Depremi yaşayan illerden birinin, Adana'nın Milletvekili olarak deprem harcamaları konusuna da biraz değinmek istiyorum. Cumhurbaşkanı Yardımcımız Sayın Cevdet Yılmaz, deprem harcamalarının tutarlarını açıkladı ve deprem bölgesinin iyileştirilmesi ve afetlere karşı dirençliliğin artırılması için 584 milyar lira tutarında ödenek öngörüldüğünü söyledi ve en önemlisi "Gelecek seneden itibaren deprem harcamalarının bütçedeki payı düşecek." dedi. Bu açıklamaya şaşırdım Sayın Yılmaz çünkü şu anda, mesela, Hatay'da teslim edilen ev oranı yüzde 4,5 gibi gözüküyor. Adana'da vatandaşlarımız hâlâ çok büyük mağduriyetler yaşıyor, bu bölgelerde eğitim ve sağlık hizmetleri ağır aksak yürütülüyor, güvenlik konusunda ciddi problemler var. Ayrıca, Türkiye genelinde de depreme dirençli hâle getirilmesi için ihtiyaç duyulan yatırımlar ortadayken bu bütçenin azaltılmaması gerektiğine inanıyorum ve düşünüyorum ben. Bütçe oluşturulurken ve bütçe üzerinden tartışmalar yaparken deprem bölgesinin gerçeklerini asla göz ardı edemeyiz, afaki ve hayalî söylemlerle hareket edemeyiz. Bunun yerine, somut verilere dayalı ve ihtiyatlı bir yaklaşım sergilemek hepimizin sorumluluğudur. Her birimizin, deprem bölgesine ve bölge halkına olan borcumuzu dikkate alarak özellikle deprem bölgesini ilgilendiren kalemlerde daha duyarlı ve özenli davranmamız gerektiğini düşünüyorum.
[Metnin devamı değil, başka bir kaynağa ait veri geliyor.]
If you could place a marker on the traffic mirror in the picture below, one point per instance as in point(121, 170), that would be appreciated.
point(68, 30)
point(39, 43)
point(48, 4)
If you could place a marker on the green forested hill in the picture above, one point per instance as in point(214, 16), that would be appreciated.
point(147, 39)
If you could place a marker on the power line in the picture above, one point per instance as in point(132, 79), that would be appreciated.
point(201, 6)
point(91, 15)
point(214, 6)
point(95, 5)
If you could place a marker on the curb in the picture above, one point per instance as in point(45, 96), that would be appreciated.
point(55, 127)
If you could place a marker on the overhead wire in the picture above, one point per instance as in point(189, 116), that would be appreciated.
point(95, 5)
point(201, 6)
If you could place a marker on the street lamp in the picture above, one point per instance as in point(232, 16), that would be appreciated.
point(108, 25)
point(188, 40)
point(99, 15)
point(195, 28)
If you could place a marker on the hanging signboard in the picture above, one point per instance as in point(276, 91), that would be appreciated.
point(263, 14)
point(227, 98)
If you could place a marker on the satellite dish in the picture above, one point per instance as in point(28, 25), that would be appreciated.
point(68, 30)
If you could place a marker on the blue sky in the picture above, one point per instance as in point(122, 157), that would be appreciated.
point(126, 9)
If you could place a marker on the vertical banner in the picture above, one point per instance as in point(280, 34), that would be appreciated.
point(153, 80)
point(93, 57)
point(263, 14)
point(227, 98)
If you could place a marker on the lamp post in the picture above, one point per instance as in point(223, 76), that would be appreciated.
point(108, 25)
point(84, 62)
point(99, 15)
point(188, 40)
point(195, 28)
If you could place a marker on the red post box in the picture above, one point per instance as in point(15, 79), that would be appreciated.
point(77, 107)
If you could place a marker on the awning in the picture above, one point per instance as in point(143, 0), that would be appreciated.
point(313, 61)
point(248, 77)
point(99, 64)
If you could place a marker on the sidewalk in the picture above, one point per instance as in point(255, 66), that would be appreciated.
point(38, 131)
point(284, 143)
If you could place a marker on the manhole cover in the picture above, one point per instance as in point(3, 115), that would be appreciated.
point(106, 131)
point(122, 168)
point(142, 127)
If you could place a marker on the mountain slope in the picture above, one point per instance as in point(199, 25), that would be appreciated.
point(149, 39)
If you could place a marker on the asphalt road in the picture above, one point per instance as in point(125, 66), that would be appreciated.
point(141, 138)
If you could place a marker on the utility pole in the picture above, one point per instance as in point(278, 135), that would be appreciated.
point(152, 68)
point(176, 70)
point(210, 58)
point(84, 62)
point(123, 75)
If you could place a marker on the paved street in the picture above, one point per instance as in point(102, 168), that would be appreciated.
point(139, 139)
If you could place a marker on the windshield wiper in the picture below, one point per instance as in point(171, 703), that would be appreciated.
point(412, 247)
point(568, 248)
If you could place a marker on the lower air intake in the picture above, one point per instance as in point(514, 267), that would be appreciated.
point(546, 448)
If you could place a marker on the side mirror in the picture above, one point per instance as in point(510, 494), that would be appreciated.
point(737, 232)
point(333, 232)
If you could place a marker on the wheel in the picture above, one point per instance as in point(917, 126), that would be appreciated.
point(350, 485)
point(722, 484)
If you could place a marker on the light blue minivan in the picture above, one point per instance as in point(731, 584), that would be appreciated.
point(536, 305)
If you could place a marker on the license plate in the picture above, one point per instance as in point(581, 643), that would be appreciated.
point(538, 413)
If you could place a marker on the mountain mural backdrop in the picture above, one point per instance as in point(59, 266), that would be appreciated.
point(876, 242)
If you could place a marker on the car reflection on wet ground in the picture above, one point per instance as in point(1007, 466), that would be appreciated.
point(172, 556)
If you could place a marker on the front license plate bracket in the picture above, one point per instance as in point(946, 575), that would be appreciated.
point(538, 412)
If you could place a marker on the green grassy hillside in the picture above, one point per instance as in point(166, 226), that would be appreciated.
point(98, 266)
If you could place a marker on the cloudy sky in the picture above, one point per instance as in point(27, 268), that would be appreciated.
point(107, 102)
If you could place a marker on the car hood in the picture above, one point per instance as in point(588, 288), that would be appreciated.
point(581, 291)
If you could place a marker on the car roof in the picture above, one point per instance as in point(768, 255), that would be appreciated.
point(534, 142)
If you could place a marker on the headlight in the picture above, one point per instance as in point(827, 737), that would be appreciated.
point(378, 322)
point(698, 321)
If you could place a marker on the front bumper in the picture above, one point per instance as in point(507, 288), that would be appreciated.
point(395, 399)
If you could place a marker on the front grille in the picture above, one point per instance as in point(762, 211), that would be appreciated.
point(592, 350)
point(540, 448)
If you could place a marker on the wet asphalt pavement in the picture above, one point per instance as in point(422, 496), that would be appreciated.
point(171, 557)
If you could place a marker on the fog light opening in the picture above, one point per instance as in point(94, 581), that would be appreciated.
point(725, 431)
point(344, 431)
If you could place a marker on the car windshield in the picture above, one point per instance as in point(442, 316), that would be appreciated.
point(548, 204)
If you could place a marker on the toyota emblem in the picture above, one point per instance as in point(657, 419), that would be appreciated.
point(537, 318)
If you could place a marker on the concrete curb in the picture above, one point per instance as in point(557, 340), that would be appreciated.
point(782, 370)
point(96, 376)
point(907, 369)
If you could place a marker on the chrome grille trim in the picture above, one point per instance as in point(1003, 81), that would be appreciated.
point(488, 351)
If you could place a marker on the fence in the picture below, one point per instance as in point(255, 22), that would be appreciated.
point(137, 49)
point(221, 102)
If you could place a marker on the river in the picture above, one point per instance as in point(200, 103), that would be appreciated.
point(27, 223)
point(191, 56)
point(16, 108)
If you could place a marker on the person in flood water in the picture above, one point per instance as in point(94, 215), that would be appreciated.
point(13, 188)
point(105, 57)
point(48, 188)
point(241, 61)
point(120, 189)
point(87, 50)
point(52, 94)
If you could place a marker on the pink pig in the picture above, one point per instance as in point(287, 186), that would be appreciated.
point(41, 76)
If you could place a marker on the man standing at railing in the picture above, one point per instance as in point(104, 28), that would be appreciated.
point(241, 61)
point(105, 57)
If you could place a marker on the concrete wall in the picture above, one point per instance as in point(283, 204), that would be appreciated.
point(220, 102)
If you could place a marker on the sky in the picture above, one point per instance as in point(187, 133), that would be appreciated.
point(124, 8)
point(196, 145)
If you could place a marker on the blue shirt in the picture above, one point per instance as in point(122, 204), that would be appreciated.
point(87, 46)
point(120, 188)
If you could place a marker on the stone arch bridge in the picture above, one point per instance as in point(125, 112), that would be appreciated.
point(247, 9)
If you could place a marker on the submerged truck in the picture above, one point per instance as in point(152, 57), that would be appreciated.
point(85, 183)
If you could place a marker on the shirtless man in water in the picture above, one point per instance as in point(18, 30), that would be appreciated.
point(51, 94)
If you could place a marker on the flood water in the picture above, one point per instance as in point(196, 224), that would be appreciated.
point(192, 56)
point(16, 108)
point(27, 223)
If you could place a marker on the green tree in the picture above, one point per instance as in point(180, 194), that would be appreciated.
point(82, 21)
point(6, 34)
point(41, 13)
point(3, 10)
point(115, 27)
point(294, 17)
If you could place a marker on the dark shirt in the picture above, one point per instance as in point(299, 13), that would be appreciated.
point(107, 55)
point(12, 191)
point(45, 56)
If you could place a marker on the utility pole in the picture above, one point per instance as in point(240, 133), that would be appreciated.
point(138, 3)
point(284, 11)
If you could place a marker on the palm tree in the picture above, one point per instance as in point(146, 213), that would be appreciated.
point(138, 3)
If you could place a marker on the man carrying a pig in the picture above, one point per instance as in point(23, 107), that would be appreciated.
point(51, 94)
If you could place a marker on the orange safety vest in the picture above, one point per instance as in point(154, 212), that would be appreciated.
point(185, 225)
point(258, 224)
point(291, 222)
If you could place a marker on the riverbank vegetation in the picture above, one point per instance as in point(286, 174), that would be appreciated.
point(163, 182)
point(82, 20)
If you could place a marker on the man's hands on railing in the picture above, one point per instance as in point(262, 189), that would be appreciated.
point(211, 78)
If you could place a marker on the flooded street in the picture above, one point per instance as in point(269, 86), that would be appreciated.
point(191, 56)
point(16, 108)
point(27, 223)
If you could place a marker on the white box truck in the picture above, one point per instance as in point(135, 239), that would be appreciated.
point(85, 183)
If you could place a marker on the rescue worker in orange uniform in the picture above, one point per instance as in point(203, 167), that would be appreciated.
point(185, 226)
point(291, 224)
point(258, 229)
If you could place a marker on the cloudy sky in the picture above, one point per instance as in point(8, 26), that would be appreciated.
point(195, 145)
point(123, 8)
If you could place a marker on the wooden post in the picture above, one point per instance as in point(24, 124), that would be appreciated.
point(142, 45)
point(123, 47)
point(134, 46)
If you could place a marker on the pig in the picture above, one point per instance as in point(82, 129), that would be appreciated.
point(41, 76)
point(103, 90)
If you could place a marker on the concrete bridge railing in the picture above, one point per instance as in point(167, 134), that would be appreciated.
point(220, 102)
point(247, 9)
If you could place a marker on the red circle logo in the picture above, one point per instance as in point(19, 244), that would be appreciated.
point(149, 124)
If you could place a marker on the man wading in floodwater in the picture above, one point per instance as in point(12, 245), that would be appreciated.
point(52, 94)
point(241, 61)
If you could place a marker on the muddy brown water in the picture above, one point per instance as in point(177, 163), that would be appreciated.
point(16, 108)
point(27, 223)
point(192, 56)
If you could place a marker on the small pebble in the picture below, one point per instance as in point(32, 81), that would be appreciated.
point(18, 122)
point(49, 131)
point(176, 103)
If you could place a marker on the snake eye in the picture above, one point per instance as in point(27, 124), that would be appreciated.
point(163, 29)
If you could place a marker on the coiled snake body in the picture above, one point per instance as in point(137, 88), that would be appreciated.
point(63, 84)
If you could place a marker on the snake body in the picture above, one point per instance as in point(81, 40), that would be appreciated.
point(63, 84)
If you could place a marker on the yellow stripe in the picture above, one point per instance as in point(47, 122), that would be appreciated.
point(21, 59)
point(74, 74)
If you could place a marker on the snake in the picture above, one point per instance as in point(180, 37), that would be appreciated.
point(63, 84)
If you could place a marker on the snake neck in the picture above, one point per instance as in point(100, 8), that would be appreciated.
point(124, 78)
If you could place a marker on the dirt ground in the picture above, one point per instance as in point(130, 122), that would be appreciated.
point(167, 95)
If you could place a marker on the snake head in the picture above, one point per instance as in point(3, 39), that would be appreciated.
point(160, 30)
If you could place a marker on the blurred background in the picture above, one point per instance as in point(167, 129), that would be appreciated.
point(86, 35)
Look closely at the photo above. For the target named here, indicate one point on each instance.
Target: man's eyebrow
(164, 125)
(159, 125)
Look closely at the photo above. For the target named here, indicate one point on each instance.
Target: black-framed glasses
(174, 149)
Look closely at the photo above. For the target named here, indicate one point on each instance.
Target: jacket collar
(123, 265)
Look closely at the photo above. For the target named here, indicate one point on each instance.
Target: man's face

Sonuç olarak 2025 bütçesi vatandaşlarımızın gerçek ihtiyaçlarını gözeten, sosyal adaleti sağlayan bir yapıya kavuşturulmalıdır. Üretime dayalı bir ekonomik modelin benimsenmesi, yoksulluk ve işsizlik oranlarının düşürülmesi ve gelir dağılımında adaletin sağlanması gerekmektedir. Eğitim, sağlık ve sosyal güvenlik gibi temel hizmetler için ayrılan bütçe kaynaklarının arttırılması toplumun huzur ve refahı açısından kritik öneme sahiptir. Unutulmamalıdır ki bir ülkenin geleceği, o ülkedeki bireylerin eğitimli, sağlıklı ve güvenli bir ortamda yaşamasıyla şekillenir.
Çok teşekkür ediyorum, saygılarımı sunuyorum.